Is it possible to create a ComfyUI-like system in Elixir or something similar?

The origin of this idea goes beyond just building “Phoenix’s ComfyUI.” I want to combine BEAM’s parallel performance and fault tolerance with elegant syntax (even creating a friendly DSL), which are precisely the reasons I started learning Elixir.

Before posting, I explored existing FBP (Flow-Based Programming) related works. However, most packages either don’t fully align with my vision or are domain-specific (e.g., web-focused applications like Ash/Reactor).

While I welcome discussions about flow programming/job orchestration feasibility in Elixir, I want to ground this conversation in practical context to avoid purely theoretical debates.

My motivation stems from an ongoing project: building a singing synthesizer interface/app that integrates multiple models (initially aiming to implement DiffSinger’s Elixir wrapper with a simple WebUI).

For those familiar with song synthesizers like Vocaloid: generating audio from lyrics involves multiple steps and requires parameter adjustments at various abstraction levels (note duration, syllable timing, pitch curves, etc.). This complexity necessitates choosing different models/phoneme dictionaries, which inspired me to build a tool that lowers the usage barrier.

A ComfyUI-like system seems ideal for this scenario.
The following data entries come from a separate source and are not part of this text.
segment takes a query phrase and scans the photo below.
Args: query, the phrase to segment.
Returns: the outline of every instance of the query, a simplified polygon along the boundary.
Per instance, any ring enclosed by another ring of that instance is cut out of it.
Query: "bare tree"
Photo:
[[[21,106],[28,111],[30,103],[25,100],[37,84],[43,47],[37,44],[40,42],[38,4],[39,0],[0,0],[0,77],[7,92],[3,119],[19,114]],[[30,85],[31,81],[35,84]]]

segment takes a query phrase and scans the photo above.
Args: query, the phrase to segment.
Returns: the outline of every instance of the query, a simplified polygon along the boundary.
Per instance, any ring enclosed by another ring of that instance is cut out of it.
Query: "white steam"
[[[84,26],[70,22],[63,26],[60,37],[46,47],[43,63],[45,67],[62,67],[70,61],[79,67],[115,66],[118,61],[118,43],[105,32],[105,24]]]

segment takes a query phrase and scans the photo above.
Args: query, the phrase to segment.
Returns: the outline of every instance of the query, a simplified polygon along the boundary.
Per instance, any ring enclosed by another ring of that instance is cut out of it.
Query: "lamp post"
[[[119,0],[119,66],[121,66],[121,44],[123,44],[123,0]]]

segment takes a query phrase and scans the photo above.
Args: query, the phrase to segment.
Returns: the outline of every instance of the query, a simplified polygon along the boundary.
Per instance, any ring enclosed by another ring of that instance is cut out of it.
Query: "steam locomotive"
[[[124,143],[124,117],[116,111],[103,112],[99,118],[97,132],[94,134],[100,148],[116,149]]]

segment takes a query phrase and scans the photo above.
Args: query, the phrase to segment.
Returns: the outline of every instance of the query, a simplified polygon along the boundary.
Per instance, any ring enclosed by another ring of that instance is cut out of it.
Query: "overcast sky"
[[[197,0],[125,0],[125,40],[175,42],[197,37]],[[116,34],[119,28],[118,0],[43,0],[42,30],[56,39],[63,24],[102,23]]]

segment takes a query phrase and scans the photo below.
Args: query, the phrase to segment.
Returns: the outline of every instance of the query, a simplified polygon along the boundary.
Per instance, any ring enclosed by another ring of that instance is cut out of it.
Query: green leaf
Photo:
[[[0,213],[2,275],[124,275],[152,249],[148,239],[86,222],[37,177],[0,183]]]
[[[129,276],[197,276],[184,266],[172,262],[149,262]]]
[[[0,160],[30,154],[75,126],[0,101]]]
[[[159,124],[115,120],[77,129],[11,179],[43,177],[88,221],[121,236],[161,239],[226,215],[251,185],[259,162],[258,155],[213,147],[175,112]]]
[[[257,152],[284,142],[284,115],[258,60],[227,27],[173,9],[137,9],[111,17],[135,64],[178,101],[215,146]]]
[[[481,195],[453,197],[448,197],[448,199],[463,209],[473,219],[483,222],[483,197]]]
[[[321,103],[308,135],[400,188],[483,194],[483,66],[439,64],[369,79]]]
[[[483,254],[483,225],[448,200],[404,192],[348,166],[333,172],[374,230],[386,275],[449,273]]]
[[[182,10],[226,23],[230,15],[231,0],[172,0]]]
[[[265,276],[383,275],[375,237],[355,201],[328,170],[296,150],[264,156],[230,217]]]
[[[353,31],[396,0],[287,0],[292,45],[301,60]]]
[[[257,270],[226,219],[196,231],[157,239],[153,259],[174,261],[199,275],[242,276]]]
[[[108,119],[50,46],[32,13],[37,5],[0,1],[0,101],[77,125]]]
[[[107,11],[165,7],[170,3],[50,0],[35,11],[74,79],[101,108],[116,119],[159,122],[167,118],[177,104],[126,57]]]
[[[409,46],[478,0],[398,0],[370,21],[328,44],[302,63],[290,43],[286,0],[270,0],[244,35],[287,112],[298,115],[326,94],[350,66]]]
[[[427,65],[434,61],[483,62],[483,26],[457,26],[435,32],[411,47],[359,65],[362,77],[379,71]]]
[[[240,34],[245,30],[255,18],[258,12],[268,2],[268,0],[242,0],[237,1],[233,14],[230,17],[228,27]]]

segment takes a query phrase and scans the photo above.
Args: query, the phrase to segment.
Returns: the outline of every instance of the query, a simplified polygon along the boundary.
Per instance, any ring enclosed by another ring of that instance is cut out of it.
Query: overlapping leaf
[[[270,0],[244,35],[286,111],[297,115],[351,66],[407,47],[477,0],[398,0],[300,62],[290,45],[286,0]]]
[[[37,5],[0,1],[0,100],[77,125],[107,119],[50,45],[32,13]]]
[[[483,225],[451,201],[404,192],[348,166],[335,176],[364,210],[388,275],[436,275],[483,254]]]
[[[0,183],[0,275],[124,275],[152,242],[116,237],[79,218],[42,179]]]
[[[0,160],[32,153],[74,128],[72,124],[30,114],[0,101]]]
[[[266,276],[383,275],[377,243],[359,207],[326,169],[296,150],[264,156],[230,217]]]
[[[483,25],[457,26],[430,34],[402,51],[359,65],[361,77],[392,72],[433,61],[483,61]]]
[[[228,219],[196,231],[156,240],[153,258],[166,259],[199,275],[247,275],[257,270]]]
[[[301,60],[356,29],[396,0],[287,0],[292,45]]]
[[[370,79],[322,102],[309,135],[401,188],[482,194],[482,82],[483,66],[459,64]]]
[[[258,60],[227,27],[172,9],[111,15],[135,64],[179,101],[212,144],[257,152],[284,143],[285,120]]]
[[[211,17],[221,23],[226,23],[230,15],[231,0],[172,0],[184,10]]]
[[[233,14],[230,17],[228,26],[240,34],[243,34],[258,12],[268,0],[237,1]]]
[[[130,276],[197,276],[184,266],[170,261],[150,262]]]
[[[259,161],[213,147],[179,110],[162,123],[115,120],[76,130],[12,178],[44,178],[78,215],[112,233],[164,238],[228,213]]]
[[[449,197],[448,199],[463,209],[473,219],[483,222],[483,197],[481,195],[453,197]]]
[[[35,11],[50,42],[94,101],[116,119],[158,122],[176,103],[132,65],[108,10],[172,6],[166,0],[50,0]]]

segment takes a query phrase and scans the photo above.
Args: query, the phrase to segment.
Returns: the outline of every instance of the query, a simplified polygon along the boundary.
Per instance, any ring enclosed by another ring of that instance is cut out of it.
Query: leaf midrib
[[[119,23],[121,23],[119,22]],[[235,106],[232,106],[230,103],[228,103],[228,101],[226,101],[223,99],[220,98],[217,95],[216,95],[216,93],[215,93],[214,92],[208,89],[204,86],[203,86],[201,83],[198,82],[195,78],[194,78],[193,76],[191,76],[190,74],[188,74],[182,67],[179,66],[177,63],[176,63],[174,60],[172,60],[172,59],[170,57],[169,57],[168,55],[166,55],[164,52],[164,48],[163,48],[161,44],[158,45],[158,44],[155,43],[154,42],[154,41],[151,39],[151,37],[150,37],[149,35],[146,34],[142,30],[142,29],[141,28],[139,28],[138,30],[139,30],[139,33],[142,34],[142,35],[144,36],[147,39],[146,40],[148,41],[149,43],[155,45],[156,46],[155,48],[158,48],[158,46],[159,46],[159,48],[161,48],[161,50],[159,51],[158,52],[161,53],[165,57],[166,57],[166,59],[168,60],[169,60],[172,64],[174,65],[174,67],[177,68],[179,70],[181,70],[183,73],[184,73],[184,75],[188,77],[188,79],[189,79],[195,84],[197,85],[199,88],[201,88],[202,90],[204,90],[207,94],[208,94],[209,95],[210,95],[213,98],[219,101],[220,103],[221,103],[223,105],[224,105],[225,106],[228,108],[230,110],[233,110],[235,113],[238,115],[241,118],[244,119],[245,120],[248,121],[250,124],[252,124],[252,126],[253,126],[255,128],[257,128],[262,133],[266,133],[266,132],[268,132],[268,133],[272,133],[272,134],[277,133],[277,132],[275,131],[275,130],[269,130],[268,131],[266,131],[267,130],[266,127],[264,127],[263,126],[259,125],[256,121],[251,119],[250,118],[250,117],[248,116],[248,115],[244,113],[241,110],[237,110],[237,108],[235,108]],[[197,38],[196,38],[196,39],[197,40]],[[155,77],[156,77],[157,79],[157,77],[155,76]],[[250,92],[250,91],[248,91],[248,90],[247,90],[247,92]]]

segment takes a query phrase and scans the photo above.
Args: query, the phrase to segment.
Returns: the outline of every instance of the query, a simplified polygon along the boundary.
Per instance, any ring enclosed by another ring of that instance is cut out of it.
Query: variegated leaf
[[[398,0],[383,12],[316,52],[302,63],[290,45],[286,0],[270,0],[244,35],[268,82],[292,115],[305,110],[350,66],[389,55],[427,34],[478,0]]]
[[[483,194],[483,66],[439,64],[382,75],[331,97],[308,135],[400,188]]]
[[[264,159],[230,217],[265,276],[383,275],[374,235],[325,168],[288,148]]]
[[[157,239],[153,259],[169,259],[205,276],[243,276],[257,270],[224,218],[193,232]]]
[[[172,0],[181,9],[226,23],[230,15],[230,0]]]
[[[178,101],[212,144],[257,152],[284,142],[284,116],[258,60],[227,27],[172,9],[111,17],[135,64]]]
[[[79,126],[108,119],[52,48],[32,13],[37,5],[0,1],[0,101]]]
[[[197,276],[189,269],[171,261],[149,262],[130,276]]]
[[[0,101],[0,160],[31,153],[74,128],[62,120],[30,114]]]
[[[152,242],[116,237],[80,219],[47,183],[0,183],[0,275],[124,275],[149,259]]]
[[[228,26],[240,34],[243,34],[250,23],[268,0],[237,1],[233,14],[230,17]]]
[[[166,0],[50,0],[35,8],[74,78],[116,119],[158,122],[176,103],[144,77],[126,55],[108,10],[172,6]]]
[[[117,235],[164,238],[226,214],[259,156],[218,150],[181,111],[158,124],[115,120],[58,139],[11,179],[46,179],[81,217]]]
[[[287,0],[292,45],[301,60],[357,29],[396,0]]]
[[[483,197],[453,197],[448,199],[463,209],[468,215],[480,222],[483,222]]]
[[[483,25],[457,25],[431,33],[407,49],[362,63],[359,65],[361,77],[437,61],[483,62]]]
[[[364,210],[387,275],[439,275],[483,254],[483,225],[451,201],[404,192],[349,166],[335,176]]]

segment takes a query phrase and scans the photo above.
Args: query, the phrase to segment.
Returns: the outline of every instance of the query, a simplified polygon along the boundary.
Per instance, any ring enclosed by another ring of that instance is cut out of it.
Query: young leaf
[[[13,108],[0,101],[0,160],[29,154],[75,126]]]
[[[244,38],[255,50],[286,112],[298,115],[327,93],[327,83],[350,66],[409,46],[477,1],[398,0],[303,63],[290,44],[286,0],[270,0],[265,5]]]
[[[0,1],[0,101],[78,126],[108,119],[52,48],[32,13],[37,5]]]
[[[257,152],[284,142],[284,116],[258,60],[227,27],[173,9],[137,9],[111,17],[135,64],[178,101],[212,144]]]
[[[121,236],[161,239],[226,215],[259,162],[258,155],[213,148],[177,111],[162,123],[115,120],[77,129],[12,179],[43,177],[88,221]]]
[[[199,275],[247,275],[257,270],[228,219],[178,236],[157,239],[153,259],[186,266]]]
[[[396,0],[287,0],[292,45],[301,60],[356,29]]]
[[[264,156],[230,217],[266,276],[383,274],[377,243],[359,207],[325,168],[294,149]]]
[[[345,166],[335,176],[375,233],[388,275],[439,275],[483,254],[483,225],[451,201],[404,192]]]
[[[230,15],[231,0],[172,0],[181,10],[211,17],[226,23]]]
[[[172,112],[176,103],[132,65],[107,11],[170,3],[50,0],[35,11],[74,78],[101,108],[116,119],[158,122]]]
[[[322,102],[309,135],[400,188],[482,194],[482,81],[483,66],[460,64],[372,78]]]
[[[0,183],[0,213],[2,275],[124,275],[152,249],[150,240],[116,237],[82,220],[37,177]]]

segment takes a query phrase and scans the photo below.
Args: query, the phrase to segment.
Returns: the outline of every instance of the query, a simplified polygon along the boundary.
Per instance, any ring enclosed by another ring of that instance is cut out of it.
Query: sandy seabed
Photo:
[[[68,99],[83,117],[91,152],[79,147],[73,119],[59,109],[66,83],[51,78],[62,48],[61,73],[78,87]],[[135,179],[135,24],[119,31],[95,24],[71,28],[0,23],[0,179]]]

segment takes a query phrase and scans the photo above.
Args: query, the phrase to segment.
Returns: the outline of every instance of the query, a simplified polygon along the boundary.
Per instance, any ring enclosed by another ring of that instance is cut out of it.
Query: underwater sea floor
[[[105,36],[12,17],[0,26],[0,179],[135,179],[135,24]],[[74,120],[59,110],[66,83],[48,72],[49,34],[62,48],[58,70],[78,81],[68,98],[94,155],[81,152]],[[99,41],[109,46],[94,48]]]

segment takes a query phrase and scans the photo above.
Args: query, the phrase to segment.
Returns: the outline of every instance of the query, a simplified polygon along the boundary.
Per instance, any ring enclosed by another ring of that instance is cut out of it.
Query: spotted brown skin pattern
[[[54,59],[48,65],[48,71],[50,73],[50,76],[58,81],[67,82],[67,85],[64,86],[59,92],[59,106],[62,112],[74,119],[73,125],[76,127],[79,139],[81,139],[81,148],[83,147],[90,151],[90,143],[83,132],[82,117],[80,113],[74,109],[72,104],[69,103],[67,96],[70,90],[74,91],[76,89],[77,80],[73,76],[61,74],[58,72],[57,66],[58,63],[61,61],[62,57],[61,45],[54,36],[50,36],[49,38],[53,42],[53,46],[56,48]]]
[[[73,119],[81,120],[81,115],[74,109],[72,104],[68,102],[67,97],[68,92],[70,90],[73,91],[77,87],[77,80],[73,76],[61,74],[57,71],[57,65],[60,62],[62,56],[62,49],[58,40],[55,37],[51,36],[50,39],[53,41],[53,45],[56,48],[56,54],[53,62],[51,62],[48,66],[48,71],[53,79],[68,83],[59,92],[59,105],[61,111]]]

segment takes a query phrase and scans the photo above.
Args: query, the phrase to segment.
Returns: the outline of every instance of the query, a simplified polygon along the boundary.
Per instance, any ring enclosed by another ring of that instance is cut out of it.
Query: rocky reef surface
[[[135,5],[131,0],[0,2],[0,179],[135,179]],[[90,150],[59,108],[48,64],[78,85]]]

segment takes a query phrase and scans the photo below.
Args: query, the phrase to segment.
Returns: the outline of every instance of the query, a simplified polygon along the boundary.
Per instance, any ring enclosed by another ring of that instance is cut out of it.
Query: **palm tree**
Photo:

A “track” could be defined as a workflow of interdependent tasks, where individual tasks might require operations from others.

I’ve created a repo under SynapticStrings/QyEditor: “Lightweight synthesizer interface.”. Currently, the project is primarily in Chinese due to my limited English proficiency and intentional delay in internationalization (docs/comments/etc.) until the core is stable.

The architecture splits into two applications:

  1. :qy_core handles parameter manipulation and chaining (similar to Plug’s philosophy).
  2. :qy_flow manages parallelism, task scheduling, and process orchestration using libraries like GenStage/Flow.

Key questions:

  1. Is building a ComfyUI-like system in Elixir feasible?
  2. Am I on the right track with this architecture? What should be my next steps?

P.S. I know the optimal path would be to implement DiffSinger’s pipeline in Elixir first. However, calling its ONNX model via Ortex throws errors, and my limited Rust/ML debugging skills prevent me from resolving this.

1 Like

It is very likely possible, but would require a lot of community work, and a few contributors.

Now even more possible with PythonX